FIG. 1 is a plan view of an image sensor according to an example embodiment of the and FIG. 2 is a cross-sectional view of the image sensor shown in FIG. 1, taken along the line A-A′. FIGS. 1 and 2 illustrate unit pixels of the image sensor.

Referring to FIGS. 1 and 2, a junction transistor 1 may function as an image sensor and include p-type impurity layers 10 and 20, well 30, first and second photo diodes 42 and 44, respectively, a source region 50, a drain region 60, a channel region 70, a gate insulation layer 80, and a gate electrode 90.

As shown, the p-type impurity layers 10 and 20 may include a p-type substrate 10 and a p-type epitaxial layer 20. Although not shown in detail, an isolation layer for defining each unit pixel may be formed in the substrate 10. The p-type epitaxial layer 20 may be formed on the substrate 10 by, for example, epitaxial growth. The epitaxial layer 20 may increase sensing sensitivity of the image sensor.

In some embodiments, the p-type substrate 10 may not be provided when necessary. That is to say, in some embodiments, the p-type impurity layers 10 and 20 may be modified to include only the p-type epitaxial layer 20.

The well 30 may be formed on the p-type impurity layers 10 and may be of, for example, an n-type well. An impurity concentration of the n-type well 30 may be less than that of a photo diode 40 to be described later. For example, the impurity concentration of the n-type well 30 may be, for example, in a range of 1×10¹⁴ to 1×10¹⁷ atoms/cm³. However, the impurity concentration of the n-type well 30 may vary according to the fabrication process and design, but example embodiments are not limited thereto.

The n-type well 30 formed under the photo diode 40 may function as a photoelectric conversion area together with the photo diode 40, which will later be described.

The source region 50 and the drain region 60 may be formed to be spaced apart from each other in the well 30. Conductivity types of the source region 50 and the drain region 60 may be p type.

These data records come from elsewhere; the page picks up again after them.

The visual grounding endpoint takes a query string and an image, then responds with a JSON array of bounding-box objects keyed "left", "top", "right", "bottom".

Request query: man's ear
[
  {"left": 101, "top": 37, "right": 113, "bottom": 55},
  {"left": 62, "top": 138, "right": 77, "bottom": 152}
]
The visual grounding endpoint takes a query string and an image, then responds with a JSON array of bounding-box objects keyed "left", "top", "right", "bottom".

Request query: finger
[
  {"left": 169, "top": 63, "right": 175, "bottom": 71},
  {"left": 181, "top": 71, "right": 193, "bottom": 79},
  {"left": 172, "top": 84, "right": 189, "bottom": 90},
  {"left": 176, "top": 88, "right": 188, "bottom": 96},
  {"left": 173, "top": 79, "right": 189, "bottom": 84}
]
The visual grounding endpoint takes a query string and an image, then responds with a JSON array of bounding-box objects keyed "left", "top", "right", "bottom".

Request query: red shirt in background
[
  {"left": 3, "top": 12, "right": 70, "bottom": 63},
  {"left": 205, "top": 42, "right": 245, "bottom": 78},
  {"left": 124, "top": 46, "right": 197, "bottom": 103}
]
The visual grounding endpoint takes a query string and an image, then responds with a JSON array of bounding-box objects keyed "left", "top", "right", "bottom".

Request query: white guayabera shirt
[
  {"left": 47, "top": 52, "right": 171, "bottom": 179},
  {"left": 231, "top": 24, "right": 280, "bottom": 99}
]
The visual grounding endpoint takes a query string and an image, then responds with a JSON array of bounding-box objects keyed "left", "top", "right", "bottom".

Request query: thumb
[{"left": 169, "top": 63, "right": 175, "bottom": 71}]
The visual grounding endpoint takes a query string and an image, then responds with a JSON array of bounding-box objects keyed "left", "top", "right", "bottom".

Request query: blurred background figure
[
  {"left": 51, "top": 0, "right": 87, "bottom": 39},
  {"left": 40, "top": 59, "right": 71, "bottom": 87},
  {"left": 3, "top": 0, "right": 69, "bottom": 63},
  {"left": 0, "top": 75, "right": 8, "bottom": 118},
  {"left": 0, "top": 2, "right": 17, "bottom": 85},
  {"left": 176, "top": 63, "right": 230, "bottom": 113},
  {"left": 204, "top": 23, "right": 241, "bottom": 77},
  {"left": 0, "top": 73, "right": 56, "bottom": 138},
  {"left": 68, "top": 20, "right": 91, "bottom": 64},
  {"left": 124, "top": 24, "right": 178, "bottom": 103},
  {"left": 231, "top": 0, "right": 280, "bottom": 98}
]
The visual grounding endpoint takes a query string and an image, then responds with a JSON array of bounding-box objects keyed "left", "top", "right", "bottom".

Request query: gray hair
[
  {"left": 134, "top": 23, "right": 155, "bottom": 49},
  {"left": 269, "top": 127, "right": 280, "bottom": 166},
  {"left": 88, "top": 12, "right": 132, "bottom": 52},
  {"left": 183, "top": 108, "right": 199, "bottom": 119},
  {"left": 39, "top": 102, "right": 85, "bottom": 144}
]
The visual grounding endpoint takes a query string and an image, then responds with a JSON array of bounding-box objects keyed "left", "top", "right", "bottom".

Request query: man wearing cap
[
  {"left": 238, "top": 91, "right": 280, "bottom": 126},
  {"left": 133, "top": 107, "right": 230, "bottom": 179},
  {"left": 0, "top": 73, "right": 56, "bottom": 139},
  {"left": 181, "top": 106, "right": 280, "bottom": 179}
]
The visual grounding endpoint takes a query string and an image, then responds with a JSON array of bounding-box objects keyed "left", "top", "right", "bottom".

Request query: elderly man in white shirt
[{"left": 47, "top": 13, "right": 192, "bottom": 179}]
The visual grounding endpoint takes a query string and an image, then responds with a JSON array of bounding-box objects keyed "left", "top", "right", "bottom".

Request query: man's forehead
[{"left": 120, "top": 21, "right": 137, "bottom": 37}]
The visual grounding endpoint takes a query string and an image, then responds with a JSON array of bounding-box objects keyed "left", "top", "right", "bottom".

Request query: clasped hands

Impurity concentrations of the p-type source region 50 and the drain region 60 may be greater than the impurity concentration of the p-type substrate 10 or the p-type epitaxial layer 20. The impurity concentrations of the p-type source region 50 and the drain region 60 may be, for example, in a range of 1×10¹⁸ to 1×10²² atoms/cm³, but example embodiments are not limited thereto.

The channel region 70 may be formed between the source region 50 and the drain region 60 spaced apart from each other in the well 30 such that the source region 50 and the drain region 60 may be connected to each other through the channel region 70. In the present embodiment, as shown, the channel region 70 may be of a p type. An impurity concentration of the channel region 70 may be, for example, in a range of 2×10¹⁶ to 1×10¹⁹ atoms/cm³, but example embodiments are not limited thereto.

Meanwhile, the channel region 70 may adjust a threshold voltage of the junction transistor 1 constituting the unit pixel of the image sensors shown in FIGS. 1 and 2. In some example embodiments, the channel region 70 may not be provided if necessary.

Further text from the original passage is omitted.